Sort of a botched posting

First things first: the image. Every written text needs an image, otherwise no literate person will understand its meaning. The image below is a photograph from a note that I wrote to myself. My purpose was to remind myself to write a blog entry recounting two distinct experiences: (1) about that time when I met the children picking crab apples, and (2) about the time when I was accosted by white-shirted missionaries. Since I already fulfilled the first duty in a previous post, I'll tackle the second one today. The reason I put off this latter task is that I was trying to enjoy life.

The crab apples posting is at this address, by the way. Below is my account of meeting the missionaries.

Meeting the missionaries:

Now that I've written this far, I realize that I'd rather not tell the story. And it's not even a story, because there's no plot, because nothing really happened. I wish I could say that we argued and soon came to blows, but the problem is that these missionaries are too nice for that.

My friend and I were walking in my neighborhood. I'm sort of like the boss man or head mobster of the place where I live, which place is almost as tough as the land called Brooklyn.

I'm just joking about my role as a mobster, really — and the place where I live is neither tough nor pretty — I'm just trying to bolster my interest in writing about this event by amusing myself.

So anyway, we're walking down the block and we see two twin forms. I call them "twin forms" because they were dressed identically. They wore black pants and white shirts. They were humans, I think. And each wore a black tie, also... but honestly now I can't remember if that's exactly true - the tie part, I mean. Maybe they didn't wear ties... This event happened a couple weeks ago (as I said, I keep putting off recounting it), so the details of what factually occurred have had some time to become acquainted with the less prudent aspects of my imagination. (My imagination has full authority over the section of my mind called 'memory'.)

So these human males in white shirts and black pants approach alarmingly close to me and my friend, and they begin walking alongside us like we invited them to do so.
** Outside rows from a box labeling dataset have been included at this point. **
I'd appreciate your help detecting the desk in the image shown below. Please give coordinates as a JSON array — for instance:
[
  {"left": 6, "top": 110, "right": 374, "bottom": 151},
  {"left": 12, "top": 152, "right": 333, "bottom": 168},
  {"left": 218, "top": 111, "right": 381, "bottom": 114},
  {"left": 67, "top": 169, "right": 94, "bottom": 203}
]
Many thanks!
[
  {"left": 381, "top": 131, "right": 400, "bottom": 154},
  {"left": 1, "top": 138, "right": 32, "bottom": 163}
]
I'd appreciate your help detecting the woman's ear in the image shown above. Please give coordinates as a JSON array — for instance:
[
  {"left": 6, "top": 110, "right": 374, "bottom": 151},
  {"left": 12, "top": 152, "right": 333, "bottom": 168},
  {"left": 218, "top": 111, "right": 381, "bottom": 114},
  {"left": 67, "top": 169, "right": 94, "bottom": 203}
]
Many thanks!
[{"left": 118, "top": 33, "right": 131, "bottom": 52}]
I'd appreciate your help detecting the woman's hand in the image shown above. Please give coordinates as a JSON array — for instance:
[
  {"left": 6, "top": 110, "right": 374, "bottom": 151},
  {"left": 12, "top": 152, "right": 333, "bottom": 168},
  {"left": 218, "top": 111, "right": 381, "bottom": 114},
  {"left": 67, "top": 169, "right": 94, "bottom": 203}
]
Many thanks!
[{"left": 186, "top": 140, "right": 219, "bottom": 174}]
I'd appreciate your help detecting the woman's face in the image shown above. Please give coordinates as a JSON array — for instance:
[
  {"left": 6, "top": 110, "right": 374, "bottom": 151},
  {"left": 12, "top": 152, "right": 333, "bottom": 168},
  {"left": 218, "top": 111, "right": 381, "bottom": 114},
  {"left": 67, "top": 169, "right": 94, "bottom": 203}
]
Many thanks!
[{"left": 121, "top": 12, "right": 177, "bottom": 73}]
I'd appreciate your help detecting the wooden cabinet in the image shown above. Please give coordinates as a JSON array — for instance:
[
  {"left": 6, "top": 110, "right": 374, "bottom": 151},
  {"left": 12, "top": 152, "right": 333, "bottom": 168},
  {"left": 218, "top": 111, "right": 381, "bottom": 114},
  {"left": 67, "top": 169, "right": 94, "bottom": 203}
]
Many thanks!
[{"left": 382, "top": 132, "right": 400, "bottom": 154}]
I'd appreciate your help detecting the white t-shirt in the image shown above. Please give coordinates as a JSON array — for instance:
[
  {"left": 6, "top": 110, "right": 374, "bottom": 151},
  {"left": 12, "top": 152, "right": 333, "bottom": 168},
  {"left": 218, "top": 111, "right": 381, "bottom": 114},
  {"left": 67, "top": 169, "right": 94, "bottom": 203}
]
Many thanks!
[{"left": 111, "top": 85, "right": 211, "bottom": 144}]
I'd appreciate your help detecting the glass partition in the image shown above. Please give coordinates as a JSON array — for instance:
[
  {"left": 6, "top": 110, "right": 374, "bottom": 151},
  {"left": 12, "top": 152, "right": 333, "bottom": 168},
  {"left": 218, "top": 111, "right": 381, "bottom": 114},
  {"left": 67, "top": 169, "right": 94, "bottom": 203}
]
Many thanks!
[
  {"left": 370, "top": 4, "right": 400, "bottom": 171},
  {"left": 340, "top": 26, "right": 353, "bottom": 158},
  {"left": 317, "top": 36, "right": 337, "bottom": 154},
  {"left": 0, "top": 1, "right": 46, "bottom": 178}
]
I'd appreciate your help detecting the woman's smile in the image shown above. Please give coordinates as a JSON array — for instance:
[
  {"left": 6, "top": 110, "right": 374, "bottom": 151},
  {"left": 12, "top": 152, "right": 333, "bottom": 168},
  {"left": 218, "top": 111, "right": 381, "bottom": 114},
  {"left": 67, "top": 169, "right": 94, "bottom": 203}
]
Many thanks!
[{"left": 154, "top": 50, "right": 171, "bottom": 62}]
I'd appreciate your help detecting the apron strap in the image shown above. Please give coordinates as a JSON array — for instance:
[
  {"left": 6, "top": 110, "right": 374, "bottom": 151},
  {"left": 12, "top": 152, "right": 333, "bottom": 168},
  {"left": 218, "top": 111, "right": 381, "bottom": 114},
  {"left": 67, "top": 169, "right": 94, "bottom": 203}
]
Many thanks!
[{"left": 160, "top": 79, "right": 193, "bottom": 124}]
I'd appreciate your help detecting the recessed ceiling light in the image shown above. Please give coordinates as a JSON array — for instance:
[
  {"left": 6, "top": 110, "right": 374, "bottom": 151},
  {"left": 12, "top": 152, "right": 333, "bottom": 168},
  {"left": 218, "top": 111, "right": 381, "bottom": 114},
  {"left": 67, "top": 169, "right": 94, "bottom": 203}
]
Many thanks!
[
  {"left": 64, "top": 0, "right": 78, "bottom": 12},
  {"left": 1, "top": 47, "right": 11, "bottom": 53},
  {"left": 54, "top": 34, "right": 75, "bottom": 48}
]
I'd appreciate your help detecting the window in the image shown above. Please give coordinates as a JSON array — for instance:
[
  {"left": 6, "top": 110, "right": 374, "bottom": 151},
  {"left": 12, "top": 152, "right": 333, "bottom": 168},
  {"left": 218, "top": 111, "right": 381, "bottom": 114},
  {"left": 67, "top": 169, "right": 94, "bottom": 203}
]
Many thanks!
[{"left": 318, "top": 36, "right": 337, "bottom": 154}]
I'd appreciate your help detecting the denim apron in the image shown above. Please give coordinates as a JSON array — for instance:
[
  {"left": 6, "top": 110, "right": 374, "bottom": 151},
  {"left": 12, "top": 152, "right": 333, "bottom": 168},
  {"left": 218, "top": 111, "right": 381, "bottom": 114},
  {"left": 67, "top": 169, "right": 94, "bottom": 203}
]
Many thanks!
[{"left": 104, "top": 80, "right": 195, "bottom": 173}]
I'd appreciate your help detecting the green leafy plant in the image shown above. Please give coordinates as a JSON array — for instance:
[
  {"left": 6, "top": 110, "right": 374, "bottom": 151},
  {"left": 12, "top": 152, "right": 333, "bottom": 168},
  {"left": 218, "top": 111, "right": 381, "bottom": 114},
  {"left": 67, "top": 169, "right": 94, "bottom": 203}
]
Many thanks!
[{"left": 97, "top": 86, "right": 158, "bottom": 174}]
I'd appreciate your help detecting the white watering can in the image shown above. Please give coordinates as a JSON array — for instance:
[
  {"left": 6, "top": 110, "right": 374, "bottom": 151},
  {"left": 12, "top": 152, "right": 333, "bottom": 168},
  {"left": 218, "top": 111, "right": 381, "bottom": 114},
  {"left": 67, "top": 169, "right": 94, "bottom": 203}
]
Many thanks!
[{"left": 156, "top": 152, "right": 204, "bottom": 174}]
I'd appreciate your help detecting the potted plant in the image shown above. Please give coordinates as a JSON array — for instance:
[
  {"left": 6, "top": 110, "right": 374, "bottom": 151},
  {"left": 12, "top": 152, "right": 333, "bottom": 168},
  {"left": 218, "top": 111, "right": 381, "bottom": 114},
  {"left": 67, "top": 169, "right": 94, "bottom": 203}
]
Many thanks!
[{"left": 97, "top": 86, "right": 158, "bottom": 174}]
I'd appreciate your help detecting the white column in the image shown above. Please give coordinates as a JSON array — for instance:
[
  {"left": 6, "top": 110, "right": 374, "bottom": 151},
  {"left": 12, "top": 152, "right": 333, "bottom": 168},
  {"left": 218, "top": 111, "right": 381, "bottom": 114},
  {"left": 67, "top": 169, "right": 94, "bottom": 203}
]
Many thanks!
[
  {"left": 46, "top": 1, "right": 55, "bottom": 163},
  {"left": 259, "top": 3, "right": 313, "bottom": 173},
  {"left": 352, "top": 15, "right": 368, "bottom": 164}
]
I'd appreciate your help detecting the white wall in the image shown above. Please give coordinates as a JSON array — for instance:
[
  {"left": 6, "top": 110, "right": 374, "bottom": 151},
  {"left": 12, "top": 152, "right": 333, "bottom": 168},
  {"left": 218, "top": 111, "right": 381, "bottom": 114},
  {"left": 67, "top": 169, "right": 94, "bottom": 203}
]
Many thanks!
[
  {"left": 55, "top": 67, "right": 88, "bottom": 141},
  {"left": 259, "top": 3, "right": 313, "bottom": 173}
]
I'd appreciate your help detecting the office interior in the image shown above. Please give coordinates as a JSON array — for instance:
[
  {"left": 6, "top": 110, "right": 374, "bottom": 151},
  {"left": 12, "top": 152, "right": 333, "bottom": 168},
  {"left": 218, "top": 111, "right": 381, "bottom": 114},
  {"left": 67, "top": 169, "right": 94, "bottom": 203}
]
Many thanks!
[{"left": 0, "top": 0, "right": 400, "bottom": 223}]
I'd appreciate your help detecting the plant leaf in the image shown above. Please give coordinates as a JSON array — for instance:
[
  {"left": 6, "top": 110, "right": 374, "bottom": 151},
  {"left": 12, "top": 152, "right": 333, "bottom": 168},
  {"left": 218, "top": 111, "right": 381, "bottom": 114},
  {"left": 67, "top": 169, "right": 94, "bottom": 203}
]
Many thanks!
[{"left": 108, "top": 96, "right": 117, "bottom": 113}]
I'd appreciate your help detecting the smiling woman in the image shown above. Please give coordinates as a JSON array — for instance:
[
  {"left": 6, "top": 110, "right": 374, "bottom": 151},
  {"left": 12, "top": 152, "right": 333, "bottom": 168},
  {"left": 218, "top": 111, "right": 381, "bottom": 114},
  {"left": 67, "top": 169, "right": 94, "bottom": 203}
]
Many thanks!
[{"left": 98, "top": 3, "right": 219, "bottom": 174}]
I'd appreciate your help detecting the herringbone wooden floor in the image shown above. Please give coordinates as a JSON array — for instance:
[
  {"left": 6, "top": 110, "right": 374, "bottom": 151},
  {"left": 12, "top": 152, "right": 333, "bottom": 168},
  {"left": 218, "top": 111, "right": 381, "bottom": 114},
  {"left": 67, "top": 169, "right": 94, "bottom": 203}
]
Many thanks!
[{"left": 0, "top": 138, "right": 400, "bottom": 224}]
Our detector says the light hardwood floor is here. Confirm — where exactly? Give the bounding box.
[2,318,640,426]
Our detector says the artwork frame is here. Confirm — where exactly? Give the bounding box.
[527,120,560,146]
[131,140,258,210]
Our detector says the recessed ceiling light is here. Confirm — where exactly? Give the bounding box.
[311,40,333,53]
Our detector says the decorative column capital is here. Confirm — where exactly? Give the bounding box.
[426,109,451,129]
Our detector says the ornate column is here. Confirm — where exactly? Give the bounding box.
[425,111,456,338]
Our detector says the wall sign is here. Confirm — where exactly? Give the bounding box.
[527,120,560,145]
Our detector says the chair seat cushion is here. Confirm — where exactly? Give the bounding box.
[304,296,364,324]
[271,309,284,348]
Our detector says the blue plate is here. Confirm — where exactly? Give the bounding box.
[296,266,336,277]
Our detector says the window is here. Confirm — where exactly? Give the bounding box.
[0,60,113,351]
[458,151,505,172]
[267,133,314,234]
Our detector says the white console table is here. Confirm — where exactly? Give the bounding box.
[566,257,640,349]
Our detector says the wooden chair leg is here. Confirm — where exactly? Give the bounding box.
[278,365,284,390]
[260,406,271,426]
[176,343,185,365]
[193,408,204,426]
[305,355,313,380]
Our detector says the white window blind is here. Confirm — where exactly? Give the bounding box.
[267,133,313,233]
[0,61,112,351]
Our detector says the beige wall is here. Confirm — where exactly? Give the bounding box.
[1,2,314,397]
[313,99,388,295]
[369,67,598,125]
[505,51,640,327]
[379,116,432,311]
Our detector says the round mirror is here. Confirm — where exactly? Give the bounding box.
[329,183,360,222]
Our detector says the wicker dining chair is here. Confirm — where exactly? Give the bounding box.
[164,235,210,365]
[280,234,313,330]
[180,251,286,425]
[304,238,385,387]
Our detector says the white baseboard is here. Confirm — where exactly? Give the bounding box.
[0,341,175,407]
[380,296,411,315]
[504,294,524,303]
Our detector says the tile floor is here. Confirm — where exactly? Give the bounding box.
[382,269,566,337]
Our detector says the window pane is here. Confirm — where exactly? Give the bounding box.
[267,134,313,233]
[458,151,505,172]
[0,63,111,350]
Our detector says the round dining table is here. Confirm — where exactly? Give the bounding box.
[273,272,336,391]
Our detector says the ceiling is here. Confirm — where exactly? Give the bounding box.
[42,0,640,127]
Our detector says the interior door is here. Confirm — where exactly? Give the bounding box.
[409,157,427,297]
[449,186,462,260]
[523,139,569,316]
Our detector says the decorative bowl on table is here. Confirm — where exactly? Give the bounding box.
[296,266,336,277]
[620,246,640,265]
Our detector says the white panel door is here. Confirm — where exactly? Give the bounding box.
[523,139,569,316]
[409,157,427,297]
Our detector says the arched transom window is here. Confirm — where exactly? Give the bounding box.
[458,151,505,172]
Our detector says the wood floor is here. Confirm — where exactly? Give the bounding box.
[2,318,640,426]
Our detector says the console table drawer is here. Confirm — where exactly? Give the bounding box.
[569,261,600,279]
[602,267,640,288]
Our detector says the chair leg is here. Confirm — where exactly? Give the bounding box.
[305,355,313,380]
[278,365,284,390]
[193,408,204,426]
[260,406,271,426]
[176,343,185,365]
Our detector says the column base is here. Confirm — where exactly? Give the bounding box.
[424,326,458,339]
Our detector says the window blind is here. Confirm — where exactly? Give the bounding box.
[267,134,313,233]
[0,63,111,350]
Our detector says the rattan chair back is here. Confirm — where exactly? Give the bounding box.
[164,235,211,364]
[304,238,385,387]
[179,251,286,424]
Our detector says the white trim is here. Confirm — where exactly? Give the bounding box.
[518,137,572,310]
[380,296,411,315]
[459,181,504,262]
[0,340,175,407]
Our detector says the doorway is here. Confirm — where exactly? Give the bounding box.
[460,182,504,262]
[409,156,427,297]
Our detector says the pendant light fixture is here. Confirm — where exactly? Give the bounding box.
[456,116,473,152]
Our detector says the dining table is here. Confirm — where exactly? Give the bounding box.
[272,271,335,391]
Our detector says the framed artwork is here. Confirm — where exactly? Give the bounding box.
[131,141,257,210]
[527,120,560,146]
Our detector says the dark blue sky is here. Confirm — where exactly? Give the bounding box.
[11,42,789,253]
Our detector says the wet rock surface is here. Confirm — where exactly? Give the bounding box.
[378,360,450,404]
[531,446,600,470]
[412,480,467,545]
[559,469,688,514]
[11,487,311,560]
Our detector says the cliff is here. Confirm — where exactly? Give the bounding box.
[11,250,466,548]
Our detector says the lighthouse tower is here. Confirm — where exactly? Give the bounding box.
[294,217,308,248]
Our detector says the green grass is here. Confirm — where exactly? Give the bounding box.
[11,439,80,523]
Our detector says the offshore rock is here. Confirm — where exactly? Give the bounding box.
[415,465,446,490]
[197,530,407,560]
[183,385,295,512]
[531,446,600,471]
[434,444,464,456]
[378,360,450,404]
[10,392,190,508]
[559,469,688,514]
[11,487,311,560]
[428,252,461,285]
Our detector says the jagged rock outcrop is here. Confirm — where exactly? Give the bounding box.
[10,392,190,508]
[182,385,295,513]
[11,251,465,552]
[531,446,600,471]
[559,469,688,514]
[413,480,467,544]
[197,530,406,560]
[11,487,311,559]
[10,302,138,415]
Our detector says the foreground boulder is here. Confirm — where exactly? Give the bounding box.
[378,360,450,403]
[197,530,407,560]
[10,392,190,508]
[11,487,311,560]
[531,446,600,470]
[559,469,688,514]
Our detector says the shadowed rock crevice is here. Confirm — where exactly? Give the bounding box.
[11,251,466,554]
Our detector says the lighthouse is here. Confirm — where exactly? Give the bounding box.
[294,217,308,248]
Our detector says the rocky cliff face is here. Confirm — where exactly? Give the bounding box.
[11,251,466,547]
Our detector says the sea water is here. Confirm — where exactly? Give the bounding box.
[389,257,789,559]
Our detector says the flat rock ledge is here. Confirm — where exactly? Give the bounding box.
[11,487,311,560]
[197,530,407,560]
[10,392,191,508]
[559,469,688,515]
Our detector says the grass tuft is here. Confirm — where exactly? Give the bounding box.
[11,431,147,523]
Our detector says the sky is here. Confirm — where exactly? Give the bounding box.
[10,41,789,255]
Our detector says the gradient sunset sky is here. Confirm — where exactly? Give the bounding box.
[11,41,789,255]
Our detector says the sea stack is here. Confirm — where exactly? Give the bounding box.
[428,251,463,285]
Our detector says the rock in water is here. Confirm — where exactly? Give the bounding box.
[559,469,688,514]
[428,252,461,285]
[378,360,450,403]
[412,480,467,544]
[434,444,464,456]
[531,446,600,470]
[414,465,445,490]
Like we're all one happy family of four. Then the blonde one says, "It's a nice day for a walk." And I say, "Yeah." And I'm sure that I had a strained look on my face, even though I was trying to appear unconcerned; because it's hard to maintain your composure when two identically uniformed strangers begin walking by your side and talking as if you all are accustomed to meeting like this on the regular.

Giving up

I really don't want to write any more about this. I don't care about missionaries. I mean, I wish them the best of possible existences. I hope that they live in big houses and possess upwards of 37 automobiles. I will peacefully tolerate the whole world converting to their viewpoint. In fourscore years we'll all be elsewhere, anyway.

I'll maybe type something more on the topic in the future. Cheers to the future. I give up now. Let me talk about my laundry washing machine.


My laundry washing machine is filling up with water. As the water blasts into the basin, I add the liquid detergent. I like to hold the detergent's cup directly under the stream of incoming water, since this creates a breathtaking amount of suds. Look at all that froth overflowing the cup — it is gushing out like lava from a volcano!